Before you get started please read https://gobblin.readthedocs.io/en/latest/Getting-Started/ . I listed some important steps to build and run gobblin binaries.
1. Unpackage the gobblin tgz file.
tar -xvf apache-gobblin-incubating-sources-0.13.0.tgz
2. If not exists copy gradle-wrapper.jar(my repo contains this jar) into gradle/wrapper directory than build
./gradlew :gobblin-distribution:buildDistributionTar
3. Get a file named apache-gobblin-incubating-bin-0.13.0.tar.gz from build/gobblin-distribution/distributions/ directory and unpack it.

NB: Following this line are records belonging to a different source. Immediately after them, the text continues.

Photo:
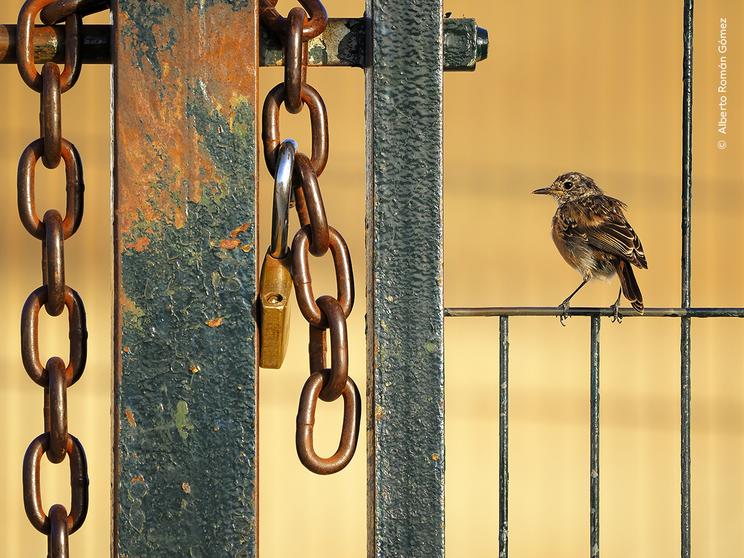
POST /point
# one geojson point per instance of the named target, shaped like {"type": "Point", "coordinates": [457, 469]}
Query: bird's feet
{"type": "Point", "coordinates": [563, 308]}
{"type": "Point", "coordinates": [616, 317]}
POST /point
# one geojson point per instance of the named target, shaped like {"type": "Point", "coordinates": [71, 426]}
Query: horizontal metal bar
{"type": "Point", "coordinates": [49, 44]}
{"type": "Point", "coordinates": [344, 43]}
{"type": "Point", "coordinates": [588, 311]}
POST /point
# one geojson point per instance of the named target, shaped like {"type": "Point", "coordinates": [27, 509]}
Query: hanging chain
{"type": "Point", "coordinates": [315, 237]}
{"type": "Point", "coordinates": [53, 229]}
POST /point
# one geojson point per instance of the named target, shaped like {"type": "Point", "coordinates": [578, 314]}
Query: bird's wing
{"type": "Point", "coordinates": [603, 224]}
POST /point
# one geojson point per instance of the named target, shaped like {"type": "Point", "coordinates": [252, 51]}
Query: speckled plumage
{"type": "Point", "coordinates": [593, 235]}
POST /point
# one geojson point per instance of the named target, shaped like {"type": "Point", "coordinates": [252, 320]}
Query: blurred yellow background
{"type": "Point", "coordinates": [576, 85]}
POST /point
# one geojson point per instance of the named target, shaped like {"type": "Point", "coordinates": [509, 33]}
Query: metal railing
{"type": "Point", "coordinates": [685, 312]}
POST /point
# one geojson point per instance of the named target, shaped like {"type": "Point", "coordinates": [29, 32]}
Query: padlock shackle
{"type": "Point", "coordinates": [282, 198]}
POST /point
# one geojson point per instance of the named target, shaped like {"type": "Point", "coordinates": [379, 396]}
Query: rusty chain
{"type": "Point", "coordinates": [314, 237]}
{"type": "Point", "coordinates": [54, 295]}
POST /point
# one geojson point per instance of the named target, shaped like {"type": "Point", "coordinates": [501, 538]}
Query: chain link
{"type": "Point", "coordinates": [314, 237]}
{"type": "Point", "coordinates": [56, 377]}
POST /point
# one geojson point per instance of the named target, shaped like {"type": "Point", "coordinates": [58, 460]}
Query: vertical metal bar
{"type": "Point", "coordinates": [504, 437]}
{"type": "Point", "coordinates": [594, 441]}
{"type": "Point", "coordinates": [404, 281]}
{"type": "Point", "coordinates": [185, 267]}
{"type": "Point", "coordinates": [686, 392]}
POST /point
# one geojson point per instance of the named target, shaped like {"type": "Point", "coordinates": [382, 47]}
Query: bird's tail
{"type": "Point", "coordinates": [631, 291]}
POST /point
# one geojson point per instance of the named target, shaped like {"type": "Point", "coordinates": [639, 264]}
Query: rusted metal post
{"type": "Point", "coordinates": [405, 433]}
{"type": "Point", "coordinates": [185, 270]}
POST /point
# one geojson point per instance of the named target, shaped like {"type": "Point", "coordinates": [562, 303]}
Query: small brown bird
{"type": "Point", "coordinates": [594, 237]}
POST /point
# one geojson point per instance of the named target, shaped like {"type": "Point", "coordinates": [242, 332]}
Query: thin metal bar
{"type": "Point", "coordinates": [405, 374]}
{"type": "Point", "coordinates": [582, 311]}
{"type": "Point", "coordinates": [594, 441]}
{"type": "Point", "coordinates": [343, 43]}
{"type": "Point", "coordinates": [185, 397]}
{"type": "Point", "coordinates": [686, 392]}
{"type": "Point", "coordinates": [504, 437]}
{"type": "Point", "coordinates": [685, 338]}
{"type": "Point", "coordinates": [687, 154]}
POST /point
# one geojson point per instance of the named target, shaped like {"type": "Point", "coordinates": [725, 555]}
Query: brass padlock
{"type": "Point", "coordinates": [275, 289]}
{"type": "Point", "coordinates": [275, 284]}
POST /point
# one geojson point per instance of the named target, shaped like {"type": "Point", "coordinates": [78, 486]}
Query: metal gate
{"type": "Point", "coordinates": [185, 183]}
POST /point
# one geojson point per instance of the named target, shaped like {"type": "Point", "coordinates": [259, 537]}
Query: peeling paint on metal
{"type": "Point", "coordinates": [404, 242]}
{"type": "Point", "coordinates": [185, 180]}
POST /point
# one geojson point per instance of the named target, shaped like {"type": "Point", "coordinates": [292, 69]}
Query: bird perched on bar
{"type": "Point", "coordinates": [595, 238]}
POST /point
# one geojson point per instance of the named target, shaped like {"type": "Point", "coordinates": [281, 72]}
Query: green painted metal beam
{"type": "Point", "coordinates": [185, 271]}
{"type": "Point", "coordinates": [405, 375]}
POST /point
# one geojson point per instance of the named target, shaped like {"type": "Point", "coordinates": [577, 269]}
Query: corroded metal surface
{"type": "Point", "coordinates": [49, 44]}
{"type": "Point", "coordinates": [185, 371]}
{"type": "Point", "coordinates": [343, 43]}
{"type": "Point", "coordinates": [405, 381]}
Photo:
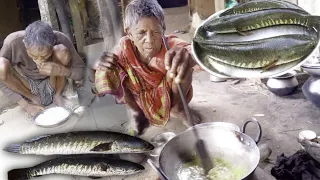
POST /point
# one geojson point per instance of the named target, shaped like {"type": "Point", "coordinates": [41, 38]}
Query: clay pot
{"type": "Point", "coordinates": [283, 85]}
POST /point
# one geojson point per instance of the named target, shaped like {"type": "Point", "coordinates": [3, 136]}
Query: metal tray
{"type": "Point", "coordinates": [226, 71]}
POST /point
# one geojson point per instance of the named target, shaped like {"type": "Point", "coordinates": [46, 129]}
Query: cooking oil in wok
{"type": "Point", "coordinates": [222, 170]}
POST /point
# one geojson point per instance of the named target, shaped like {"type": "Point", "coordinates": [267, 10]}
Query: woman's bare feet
{"type": "Point", "coordinates": [195, 115]}
{"type": "Point", "coordinates": [57, 100]}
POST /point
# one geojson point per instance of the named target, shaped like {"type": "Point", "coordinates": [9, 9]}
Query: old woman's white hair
{"type": "Point", "coordinates": [138, 9]}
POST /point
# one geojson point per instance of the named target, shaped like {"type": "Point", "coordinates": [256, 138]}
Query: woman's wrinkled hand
{"type": "Point", "coordinates": [178, 61]}
{"type": "Point", "coordinates": [106, 62]}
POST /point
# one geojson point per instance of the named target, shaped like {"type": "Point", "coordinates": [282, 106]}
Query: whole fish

cp apache-gobblin-incubating-bin-0.13.0.tar.gz /home/you/gobblin/
cd /home/you/gobblin/
tar -xvf apache-gobblin-incubating-bin-0.13.0.tar.gz
4. cd to the unpacked Gobblin distribution bin directory and enter gobblin-env.sh file, add this line:
HADOOP_BIN_DIR=${HADOOP_HOME}/bin
5. Run gobblin-standalone.sh file with parameters like this.
First start the service
/home/engin/gobblin/gobblin-dist/bin/gobblin-standalone.sh start --conf /home/engin/gobblin/deneme --workdir /home/engin/gobblin/deneme/wd
After job execution stop it
/home/engin/gobblin/gobblin-dist/bin/gobblin-standalone.sh stop --conf /home/engin/gobblin/deneme --workdir /home/engin/gobblin/deneme/wd
Notes
I recommend to check nohup.out file in working directory to get failure details after execution step. And another file conf/gobblin->standalone.properties contains file:// file path definitions.